• Over-estimation of q-values : Main problem of vanilla DQNs. Over-estimation is not a problem if it is uniformly distributed, as then, the relative action preferences will preserve, and doesn’t affect the policy much. Thrun and Schwartz (1993), who showed that if the action values contain random errors uniformly distributed in an interval [-e,e ] then each target is overestimated up to ‘gamma * e * (m-1)/(m+1)’ where m is the number of actions.
    • QUOTE : “Overoptimistic value estimates are not necessarily a problem in and of themselves. If all values would be uniformly higher then the relative action preferences are preserved and we would not expect the resulting policy to be any worse.Furthermore, it is known that sometimes it is good to be optimistic: optimism in the face of uncertainty is a well-known exploration technique* *(Kaelbling et al., 1996). If, however,the over-estimations are not uniform and not concentrated at states about which we wish to learn more, then they might negatively affect the quality of the resulting policy. Thrunand Schwartz (1993) give specific examples in which this leads to suboptimal policies, even asymptotically.”

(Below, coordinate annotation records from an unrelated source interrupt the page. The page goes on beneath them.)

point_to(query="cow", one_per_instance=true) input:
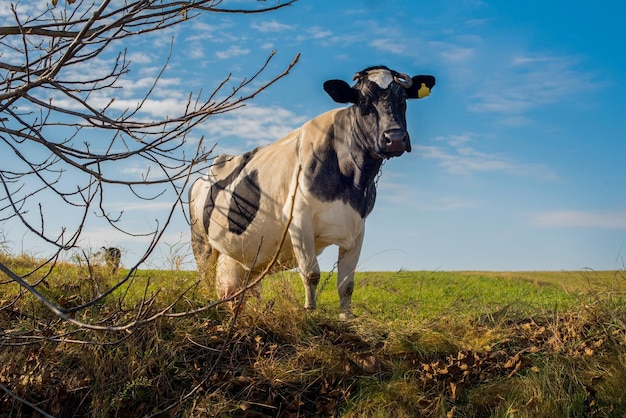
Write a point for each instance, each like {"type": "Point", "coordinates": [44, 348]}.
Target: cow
{"type": "Point", "coordinates": [318, 183]}
{"type": "Point", "coordinates": [112, 258]}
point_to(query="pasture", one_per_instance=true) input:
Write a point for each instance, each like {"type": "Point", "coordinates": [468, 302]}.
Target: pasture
{"type": "Point", "coordinates": [435, 344]}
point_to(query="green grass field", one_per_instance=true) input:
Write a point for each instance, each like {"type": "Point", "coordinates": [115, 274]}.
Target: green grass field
{"type": "Point", "coordinates": [435, 344]}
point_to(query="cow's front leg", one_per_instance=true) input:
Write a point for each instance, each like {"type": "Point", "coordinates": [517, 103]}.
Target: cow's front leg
{"type": "Point", "coordinates": [348, 259]}
{"type": "Point", "coordinates": [303, 242]}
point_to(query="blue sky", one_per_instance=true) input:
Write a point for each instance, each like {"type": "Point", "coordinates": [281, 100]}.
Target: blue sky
{"type": "Point", "coordinates": [518, 154]}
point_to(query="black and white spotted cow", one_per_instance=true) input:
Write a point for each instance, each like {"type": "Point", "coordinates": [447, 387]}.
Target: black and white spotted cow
{"type": "Point", "coordinates": [326, 169]}
{"type": "Point", "coordinates": [112, 258]}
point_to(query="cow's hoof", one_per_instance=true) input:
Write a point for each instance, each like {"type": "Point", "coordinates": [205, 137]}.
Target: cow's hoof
{"type": "Point", "coordinates": [346, 316]}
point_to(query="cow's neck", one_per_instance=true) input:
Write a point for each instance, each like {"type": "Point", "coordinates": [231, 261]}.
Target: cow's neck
{"type": "Point", "coordinates": [358, 161]}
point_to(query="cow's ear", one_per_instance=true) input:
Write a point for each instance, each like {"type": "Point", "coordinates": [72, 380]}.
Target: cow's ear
{"type": "Point", "coordinates": [340, 91]}
{"type": "Point", "coordinates": [421, 86]}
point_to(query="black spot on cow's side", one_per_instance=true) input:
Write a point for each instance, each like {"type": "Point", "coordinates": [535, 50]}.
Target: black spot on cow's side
{"type": "Point", "coordinates": [221, 184]}
{"type": "Point", "coordinates": [244, 204]}
{"type": "Point", "coordinates": [328, 183]}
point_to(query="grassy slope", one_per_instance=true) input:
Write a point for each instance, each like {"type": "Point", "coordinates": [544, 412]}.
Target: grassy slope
{"type": "Point", "coordinates": [433, 344]}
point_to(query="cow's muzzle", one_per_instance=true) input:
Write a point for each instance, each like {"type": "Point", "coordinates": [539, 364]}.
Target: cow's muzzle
{"type": "Point", "coordinates": [395, 142]}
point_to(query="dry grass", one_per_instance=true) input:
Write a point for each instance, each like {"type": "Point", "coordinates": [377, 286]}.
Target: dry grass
{"type": "Point", "coordinates": [469, 357]}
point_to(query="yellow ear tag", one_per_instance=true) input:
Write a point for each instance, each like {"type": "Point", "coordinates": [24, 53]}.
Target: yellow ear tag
{"type": "Point", "coordinates": [423, 91]}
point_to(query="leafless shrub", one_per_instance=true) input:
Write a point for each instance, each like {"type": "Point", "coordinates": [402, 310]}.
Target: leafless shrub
{"type": "Point", "coordinates": [64, 133]}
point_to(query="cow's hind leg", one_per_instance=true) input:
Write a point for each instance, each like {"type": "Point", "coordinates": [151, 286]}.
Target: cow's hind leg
{"type": "Point", "coordinates": [348, 259]}
{"type": "Point", "coordinates": [203, 252]}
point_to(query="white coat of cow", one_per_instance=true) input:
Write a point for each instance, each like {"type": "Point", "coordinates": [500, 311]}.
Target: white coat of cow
{"type": "Point", "coordinates": [327, 168]}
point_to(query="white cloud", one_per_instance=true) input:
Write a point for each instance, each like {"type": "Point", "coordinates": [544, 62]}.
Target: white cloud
{"type": "Point", "coordinates": [580, 219]}
{"type": "Point", "coordinates": [458, 157]}
{"type": "Point", "coordinates": [260, 125]}
{"type": "Point", "coordinates": [271, 26]}
{"type": "Point", "coordinates": [233, 51]}
{"type": "Point", "coordinates": [530, 81]}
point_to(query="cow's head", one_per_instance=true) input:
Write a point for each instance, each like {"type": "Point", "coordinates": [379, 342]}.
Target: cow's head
{"type": "Point", "coordinates": [380, 95]}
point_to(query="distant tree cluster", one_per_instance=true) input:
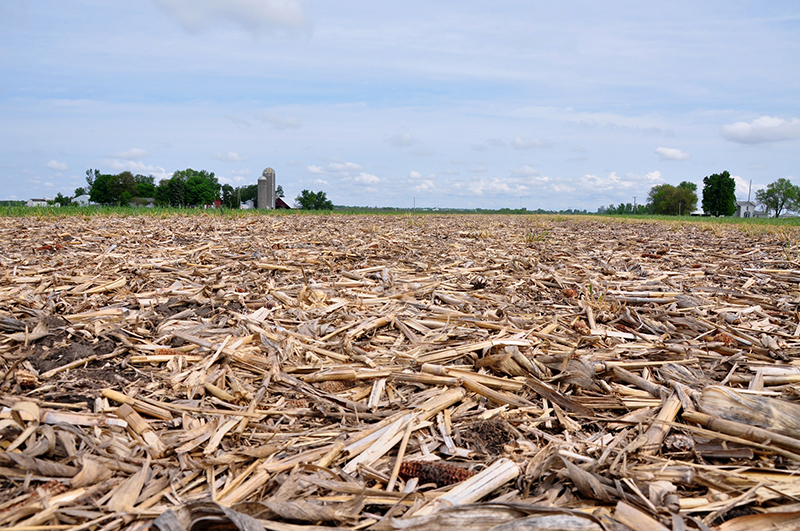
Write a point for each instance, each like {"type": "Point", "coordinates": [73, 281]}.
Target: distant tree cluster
{"type": "Point", "coordinates": [108, 189]}
{"type": "Point", "coordinates": [779, 196]}
{"type": "Point", "coordinates": [669, 200]}
{"type": "Point", "coordinates": [719, 194]}
{"type": "Point", "coordinates": [624, 209]}
{"type": "Point", "coordinates": [187, 188]}
{"type": "Point", "coordinates": [308, 200]}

    • Idea : To decouple or separate the evaluation from learning/updation of ‘w’ weights. In Double Q-learning, the idea was to use two different value functions for evaluation and learning. Here, as we have the fixed-weight OR fixed-target concept, we can use the target network weights for the evaluation part and training network weights for the usual learning part.
    • Experiment : Done on ATARI 2600 games in the Arcade Learning Environment. The Double DQN was trained and tested in the conditiones identical to Minh et. al(2015). Graphs based on value estimates wrt. training steps (in millions) showed that DQN is generally over-optimistic in its learning than Double DQN. However, this over-optimism affects the performance or score of the model, where we can notice that score starts to drop gradually at the same time when DQN’s over-estimation rises to higher levels, based on the graphs of value-estimates v/s training steps (in Log scale) and sore v/s training steps. The usual instability problems of off-policy learning can’t be argued here, as the Double DQN model’s learning is stable, which infers that cause of the problem is over-optimism.
    • For scoring, normalised scores were used basd on the ratio of difference of scores of agent & random_agent and scores of human & random_agent.
    • For robustness of human starting points, DQN as given Nair et al.(2015 -massive parallel methods for RL) was used.